La consapevolezza
Lavorare sulla ‘consapevolezza’ significa per prima cosa fare il punto su chi siete e chi volete essere: cosa vi definisce e cosa no? Su quali valori si fonda il vostro lavoro? Chi/cosa volete essere per chi vi guarda e vi sceglierà?
Quando mi relaziono con un’azienda per un progetto nuovo, insisto sempre molto su questa parte, su questa azione di ‘consapevolezza’. Lo faccio perché sfugge.
Le aziende arrivano in agenzia perché hanno un’esigenza più o meno definita, ma hanno dimenticato chi sono e cosa le rende speciali, seppellendo tutto questo sotto anni di abitudini e di affanni in cerca di clienti. Vogliono vendere di più, ma perché qualcuno dovrebbe comprare da loro?
Alla domanda ‘cosa vi rende speciali?’ raramente sanno rispondere.
Alla domanda ‘perché i clienti dovrebbero scegliere voi piuttosto che un concorrente?’ la risposta è un silenzio meditabondo e incerto, oppure un generico senso di ‘qualità’, qualunque cosa ciò significhi.
La qualità è come l’amore: ciascuno ne ha un’idea personale e non coincide mai con quella dell’altro.

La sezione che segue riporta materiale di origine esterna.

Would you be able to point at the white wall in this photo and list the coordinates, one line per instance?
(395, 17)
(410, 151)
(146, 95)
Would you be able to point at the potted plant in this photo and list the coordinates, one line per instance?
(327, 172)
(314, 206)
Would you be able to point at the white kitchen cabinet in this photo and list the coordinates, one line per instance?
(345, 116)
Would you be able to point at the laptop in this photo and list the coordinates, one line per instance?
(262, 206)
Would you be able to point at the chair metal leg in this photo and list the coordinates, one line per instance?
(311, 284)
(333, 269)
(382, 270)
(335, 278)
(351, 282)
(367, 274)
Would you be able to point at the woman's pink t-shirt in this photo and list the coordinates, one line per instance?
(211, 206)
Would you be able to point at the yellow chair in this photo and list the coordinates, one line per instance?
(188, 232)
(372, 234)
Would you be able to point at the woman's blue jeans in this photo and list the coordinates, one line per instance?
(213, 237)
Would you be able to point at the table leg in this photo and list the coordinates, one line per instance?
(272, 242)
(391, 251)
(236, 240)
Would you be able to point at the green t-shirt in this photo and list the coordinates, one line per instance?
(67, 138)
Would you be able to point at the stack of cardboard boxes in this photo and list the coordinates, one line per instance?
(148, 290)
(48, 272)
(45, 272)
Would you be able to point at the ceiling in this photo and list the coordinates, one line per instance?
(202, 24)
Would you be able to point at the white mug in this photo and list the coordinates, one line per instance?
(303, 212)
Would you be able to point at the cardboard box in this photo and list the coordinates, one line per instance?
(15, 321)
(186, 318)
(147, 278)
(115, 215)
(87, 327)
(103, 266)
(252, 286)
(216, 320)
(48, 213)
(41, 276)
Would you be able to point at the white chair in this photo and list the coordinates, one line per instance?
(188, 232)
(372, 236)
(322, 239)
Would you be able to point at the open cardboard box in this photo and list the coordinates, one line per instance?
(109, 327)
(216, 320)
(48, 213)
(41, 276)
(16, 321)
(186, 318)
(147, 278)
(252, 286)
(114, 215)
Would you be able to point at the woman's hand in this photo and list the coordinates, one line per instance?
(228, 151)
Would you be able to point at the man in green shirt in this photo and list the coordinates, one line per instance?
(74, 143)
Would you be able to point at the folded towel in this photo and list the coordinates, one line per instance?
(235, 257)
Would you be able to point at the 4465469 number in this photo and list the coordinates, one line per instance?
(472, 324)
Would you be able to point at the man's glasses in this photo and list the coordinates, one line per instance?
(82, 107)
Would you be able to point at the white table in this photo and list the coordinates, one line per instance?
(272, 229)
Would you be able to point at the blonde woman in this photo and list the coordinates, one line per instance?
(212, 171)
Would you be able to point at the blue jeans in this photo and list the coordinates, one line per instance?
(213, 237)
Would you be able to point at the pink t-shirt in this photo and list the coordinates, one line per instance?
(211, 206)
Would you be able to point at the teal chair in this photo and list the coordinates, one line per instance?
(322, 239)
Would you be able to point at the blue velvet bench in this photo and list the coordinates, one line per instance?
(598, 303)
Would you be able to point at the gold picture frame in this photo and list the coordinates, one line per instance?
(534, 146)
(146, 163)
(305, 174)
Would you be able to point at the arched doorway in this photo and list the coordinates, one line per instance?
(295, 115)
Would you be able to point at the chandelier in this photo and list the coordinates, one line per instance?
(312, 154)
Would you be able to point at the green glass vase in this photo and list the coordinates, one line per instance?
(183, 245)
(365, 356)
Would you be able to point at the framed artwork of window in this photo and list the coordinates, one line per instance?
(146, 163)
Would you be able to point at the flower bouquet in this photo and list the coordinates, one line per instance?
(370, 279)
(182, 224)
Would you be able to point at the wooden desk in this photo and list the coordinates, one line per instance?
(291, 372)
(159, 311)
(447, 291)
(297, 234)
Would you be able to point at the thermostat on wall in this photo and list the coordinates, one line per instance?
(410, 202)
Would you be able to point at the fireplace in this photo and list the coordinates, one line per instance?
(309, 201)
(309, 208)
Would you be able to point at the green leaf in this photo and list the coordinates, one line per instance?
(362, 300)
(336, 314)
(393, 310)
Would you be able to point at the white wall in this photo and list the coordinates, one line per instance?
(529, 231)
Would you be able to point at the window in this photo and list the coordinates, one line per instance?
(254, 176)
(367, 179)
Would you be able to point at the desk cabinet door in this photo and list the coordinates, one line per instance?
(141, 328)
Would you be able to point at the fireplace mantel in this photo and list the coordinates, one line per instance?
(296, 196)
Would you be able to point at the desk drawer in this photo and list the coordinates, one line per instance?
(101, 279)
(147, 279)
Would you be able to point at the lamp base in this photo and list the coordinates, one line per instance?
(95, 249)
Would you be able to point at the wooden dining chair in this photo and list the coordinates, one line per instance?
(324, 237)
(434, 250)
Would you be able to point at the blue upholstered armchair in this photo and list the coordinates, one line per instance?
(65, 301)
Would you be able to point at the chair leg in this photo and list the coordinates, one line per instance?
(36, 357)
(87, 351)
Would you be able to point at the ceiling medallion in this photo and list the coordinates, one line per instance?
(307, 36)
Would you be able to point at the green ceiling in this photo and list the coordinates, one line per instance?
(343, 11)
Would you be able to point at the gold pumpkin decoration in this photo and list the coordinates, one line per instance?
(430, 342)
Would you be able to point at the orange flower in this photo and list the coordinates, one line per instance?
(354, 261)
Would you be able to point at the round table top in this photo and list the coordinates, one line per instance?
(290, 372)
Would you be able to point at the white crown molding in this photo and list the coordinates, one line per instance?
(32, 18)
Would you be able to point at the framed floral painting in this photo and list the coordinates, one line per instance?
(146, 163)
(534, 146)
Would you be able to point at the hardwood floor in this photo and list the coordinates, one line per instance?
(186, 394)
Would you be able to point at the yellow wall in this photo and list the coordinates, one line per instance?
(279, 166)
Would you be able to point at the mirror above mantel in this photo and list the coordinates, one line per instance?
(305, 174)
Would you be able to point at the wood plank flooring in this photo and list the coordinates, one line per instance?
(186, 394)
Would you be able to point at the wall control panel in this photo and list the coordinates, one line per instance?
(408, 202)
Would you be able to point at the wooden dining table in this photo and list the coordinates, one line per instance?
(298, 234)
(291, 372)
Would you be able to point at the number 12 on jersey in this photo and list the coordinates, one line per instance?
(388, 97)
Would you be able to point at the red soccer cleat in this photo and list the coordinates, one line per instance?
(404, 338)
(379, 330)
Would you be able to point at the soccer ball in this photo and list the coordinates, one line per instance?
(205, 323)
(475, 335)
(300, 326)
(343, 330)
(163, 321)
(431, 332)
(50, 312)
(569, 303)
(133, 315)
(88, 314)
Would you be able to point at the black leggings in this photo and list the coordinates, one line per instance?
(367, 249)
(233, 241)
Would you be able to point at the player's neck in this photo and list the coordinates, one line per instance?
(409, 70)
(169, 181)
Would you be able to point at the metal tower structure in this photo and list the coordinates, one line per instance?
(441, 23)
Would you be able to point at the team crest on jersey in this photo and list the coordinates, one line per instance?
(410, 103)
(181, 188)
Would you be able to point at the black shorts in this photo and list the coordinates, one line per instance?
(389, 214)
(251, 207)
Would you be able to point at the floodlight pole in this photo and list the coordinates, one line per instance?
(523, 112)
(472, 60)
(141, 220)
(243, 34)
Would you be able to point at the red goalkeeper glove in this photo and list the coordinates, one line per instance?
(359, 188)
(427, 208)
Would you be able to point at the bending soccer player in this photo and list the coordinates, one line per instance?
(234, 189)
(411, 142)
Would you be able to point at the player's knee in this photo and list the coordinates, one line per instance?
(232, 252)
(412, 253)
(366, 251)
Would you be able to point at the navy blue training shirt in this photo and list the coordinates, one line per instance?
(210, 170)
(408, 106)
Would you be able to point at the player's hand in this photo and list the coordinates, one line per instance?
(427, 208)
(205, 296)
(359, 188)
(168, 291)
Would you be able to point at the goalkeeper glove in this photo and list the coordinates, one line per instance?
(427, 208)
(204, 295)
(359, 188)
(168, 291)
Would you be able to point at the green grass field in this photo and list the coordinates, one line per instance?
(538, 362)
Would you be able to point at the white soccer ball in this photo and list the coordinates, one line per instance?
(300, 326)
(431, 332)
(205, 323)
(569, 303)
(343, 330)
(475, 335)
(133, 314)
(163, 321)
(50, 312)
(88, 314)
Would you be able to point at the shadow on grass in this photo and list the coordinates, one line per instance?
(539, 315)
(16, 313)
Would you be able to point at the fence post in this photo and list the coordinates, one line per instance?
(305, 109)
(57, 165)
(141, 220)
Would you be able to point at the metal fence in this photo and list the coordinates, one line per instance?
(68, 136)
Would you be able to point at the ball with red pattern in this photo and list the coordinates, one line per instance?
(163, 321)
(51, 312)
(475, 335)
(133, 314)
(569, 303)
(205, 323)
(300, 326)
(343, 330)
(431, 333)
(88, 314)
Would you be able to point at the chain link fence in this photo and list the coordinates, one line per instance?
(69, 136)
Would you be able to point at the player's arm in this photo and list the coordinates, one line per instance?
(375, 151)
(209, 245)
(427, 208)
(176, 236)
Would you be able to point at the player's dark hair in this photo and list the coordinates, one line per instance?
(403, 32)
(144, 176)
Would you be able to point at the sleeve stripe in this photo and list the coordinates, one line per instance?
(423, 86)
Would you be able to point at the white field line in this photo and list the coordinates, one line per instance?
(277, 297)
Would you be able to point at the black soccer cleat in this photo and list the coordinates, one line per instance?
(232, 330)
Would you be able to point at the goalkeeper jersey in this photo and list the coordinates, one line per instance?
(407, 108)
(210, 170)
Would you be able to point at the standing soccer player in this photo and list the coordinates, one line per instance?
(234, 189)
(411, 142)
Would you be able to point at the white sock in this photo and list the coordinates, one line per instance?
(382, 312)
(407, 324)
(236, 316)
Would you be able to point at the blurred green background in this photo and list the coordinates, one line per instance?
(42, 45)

E, al massimo della franchezza: i concorrenti in questione non pensano, a loro volta, di offrire qualcosa ‘di qualità’? Non credo che una persona vada in giro a sostenere con tutta se stessa una cosa che reputa una schifezza. J Sì, lo so che c’è anche qualcuno che lo fa, ma sto facendo un ragionamento nell’ambito di ciò che è lecito ed etico.
Tornando al punto: per poter sviluppare un progetto di comunicazione sensato e utile, bisogna riacquistare consapevolezza di sé. Significa avere il coraggio di guardarsi e di riconoscersi, di togliere gli strati di polvere e tornare a far risplendere ciò che conta davvero. Lì inizia ad abbozzarsi il senso della marca (e per questo vi rimando a un precedente articolo su cosa significa fare branding).
Ho in mente un esempio recente, di un’azienda che aveva praticamente dimenticato tutto ciò che di sorprendentemente innovativo e risolutivo aveva ideato nell’arco della sua esistenza.
Cose davvero ingegnose, che avevano fatto proprio la differenza nel settore; eppure non se le ricordava quasi o le enumerava come piccole cose senza importanza, senza rendersi conto che proprio quello era il suo tratto caratterizzante e forte: la capacità di inventare soluzioni nuove e semplici ma con una straordinaria capacità risolutiva.
Nel momento in cui tutto questo è emerso, abbiamo capito quale fosse il fulcro dell’attività di comunicazione da sviluppare, la cosa importante da rimarcare. Fantastica, affascinante, meravigliosa ma, soprattutto, assolutamente vera e sentita.
Come si dice alle sessioni di #IamRemarkable: se è vero, non è vanteria. E se è vero, dillo!